Сексуальный дебют Ларса фон Триера был отменен. Дело было на вечеринке у Торкильда Теннесена, и поначалу все шло хорошо: постель расстелена, одежда снята, девушка готова. Однако потом девушка узнала о том, что для него это первый раз, и не решилась взять на себя такую ответственность.
Чаще всего он одерживал поражения в Кафе Дан Тюрелль, куда обычно набивалось столько народу, что протискиваться к туалету приходилось по полчаса, и где из динамиков всегда разносилась "Heroes" Дэвида Боуи или "Wuthering Heights" Кейт Буш. Там, на краю этой эмоциональной кровавой бани, стоял молодой режиссер и надеялся на чудо.
– Это было все равно что рыбалка – нанизываешь наживки, закидываешь удочку. Улов был абсолютно случайным, если вообще кто-то клевал, что случалось очень редко. Не в последнюю очередь потому, что я рыбачил на самом краю тех мест, где в принципе водилась хоть какая-то рыба, – говорит он.
– Почему ты не мог просто подойти и заговорить с кем-то в баре?
– Оххх, если и мог, то она должна была быть, что называется, со сломанным крылом, – смеется он. – Но меня самого злило то, что я не пробую – другие-то пробовали все время. Хорошо, допустим, им отказывали двадцать семь раз подряд, но им было совершенно наплевать, потому что они были в себе уверены.
– Но почему же ты не пробовал?
– Потому что каждый раз, когда мне отказывали, это совершенно выбивало меня из колеи. И в конце концов у меня вообще перестало что-либо получаться, потому что я понимал, что толку от этого никакого.
– Да, но логично было бы разработать альтернативную стратегию?
– Ну, я и разработал. Моей стратегией было вести себя странно, сидеть в углу и изрекать оттуда что-то провокационное. Нельзя сказать, чтобы это себя оправдывало, – смеется он. – Я думаю, лучше ставить на стратегию "быть как Элвис". Тогда ты можешь вести себя как полный идиот, но на тебя все равно будут вестись.
* * *
Триер переворачивается на спину, плечи немного подняты вверх, ноги вытянуты на полу. Он складывает руки под головой, и его футболка задирается, обнажая полоску живота гения. Однако это положение тоже быстро ему надоедает, и он возвращается к прежнему, которое, однако, тоже перестало его устраивать, так что он переворачивается на бок, упирается локтем в пол и ложится щекой на руку.

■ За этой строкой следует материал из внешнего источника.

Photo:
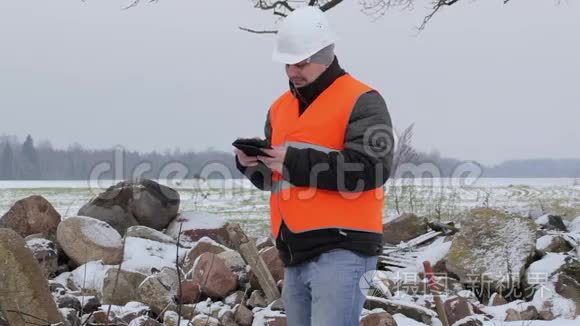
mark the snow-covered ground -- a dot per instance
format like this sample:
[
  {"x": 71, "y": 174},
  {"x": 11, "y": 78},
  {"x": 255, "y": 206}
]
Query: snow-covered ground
[{"x": 238, "y": 200}]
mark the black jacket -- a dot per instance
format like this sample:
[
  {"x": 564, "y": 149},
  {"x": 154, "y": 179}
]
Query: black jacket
[{"x": 374, "y": 152}]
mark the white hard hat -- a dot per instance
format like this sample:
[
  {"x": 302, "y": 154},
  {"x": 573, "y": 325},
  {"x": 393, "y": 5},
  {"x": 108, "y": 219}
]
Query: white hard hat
[{"x": 302, "y": 33}]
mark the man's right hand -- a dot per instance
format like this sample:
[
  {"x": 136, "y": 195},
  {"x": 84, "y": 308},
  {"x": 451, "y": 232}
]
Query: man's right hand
[{"x": 246, "y": 160}]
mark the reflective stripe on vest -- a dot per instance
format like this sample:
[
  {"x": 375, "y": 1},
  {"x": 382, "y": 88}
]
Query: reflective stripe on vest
[{"x": 322, "y": 127}]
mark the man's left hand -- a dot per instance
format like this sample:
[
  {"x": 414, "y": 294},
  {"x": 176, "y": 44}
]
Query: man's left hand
[{"x": 276, "y": 162}]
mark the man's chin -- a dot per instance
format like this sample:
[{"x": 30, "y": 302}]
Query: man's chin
[{"x": 299, "y": 84}]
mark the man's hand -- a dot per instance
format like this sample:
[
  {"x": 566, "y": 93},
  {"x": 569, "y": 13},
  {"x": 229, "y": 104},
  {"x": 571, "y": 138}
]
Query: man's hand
[{"x": 276, "y": 162}]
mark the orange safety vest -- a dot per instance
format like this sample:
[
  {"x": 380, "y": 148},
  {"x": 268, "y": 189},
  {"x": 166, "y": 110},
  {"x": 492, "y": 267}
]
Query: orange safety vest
[{"x": 322, "y": 126}]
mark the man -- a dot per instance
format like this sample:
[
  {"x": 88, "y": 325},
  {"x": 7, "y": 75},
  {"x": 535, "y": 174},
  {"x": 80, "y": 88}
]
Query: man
[{"x": 332, "y": 153}]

– Хорошо, что чокнутые женщины тоже могут иметь определенную сексуальную ценность. Потому что если мне и удавалось наладить с кем-то контакт, они обязательно оказывались чокнутыми. Знаешь, в Нью-Йорке говорят, что если женщина не хочет, чтобы ее изнасиловали, она просто должна разговаривать сама с собой: тогда встречные мужчины будут считать, что у нее с головой не все в порядке, и держаться от нее подальше. Вот их-то мне и удавалось иногда изнасиловать – тех, кого никто больше трогать не хотел.

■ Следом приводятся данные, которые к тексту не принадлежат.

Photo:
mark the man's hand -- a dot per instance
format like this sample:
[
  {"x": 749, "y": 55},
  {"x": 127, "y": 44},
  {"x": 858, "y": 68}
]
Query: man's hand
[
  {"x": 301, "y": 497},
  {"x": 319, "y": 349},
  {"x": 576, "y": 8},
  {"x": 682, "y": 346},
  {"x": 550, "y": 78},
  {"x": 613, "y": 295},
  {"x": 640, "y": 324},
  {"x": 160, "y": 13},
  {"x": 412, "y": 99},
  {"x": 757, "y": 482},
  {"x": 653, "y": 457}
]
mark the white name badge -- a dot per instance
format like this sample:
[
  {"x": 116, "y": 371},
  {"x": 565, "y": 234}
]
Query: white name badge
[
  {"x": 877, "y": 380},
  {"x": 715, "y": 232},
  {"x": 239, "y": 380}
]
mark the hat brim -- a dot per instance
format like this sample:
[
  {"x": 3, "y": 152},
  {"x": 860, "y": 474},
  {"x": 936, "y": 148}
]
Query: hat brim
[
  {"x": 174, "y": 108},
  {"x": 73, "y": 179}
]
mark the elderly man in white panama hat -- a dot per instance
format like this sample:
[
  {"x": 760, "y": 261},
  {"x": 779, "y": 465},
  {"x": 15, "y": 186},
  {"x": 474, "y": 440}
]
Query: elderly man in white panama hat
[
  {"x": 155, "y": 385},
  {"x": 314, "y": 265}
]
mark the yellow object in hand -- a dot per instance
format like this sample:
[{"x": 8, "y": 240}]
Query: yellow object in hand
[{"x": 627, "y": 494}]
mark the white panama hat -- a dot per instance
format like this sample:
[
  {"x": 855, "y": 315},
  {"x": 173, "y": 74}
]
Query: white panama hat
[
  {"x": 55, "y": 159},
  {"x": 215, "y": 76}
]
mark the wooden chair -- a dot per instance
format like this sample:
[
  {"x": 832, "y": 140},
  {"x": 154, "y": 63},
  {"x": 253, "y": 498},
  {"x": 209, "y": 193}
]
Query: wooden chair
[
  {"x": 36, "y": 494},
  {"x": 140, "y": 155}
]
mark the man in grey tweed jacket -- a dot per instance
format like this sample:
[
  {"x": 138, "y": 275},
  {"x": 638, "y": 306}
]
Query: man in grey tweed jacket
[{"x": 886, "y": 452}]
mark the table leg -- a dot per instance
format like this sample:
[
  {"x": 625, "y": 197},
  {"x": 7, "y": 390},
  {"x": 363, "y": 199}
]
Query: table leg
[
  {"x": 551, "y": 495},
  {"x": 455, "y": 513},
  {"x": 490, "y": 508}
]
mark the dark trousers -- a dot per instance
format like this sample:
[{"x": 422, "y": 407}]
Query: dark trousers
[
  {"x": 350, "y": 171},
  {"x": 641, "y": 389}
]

– Ну, я знал, что не все так плохо!
Он криво мне улыбается:
– И я думаю, что тут мы с тобой согласимся: те мужчины, которым бабы давали, были тупыми козлами, достаточно психопатичными для того чтобы щеголять своими мускулами и хвастаться без всякой меры своими качествами, так что остальным приходилось сойти с дистанции. А бабы ничего, велись. – Он усаживается поудобнее в кресле-мешке. – То есть мне кристально ясно, каким мужчина должен быть, чтобы на него велись. Заниматься самовосхвалением без всяких пропорций, – смеется он. – И с такой естественностью… говорю тебе, самым тупым из моих знакомых этот трюк удавался каждый раз. И когда они начинали эти брачные танцы, это было так банально, и мне становилось так за них стыдно, что приходилось отворачиваться.
– В таких случаях обычно успокаиваешь себя тем, что рано или поздно тебе удастся отыграться.

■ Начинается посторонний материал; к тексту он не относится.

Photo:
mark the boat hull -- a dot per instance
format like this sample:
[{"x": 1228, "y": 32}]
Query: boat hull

– Да, и это мне никогда не удалось. Потому что они разыгрывали и разыгрывали один и тот же сценарий. Что наталкивает нас на вывод, что у противоположного пола, возможно, более низкий уровень интеллекта, чем мы привыкли считать.
– Или, может быть, они выбирают, исходя из тех критериев, которые мы не считаем демократичными?
– Ну да, может быть, они сразу просчитывают: так, каким будет мое потомство? А вот таким, на него будут вестись женщины.
– Ну да, но одаренность и оригинальность ведь тоже ценятся?
– Мне, по крайней мере, так не казалось, – отвечает он и закрывает глаза.
Он лежит так, молча и сосредоточенно дыша, какое-то время. Потом вдруг снова распахивает глаза.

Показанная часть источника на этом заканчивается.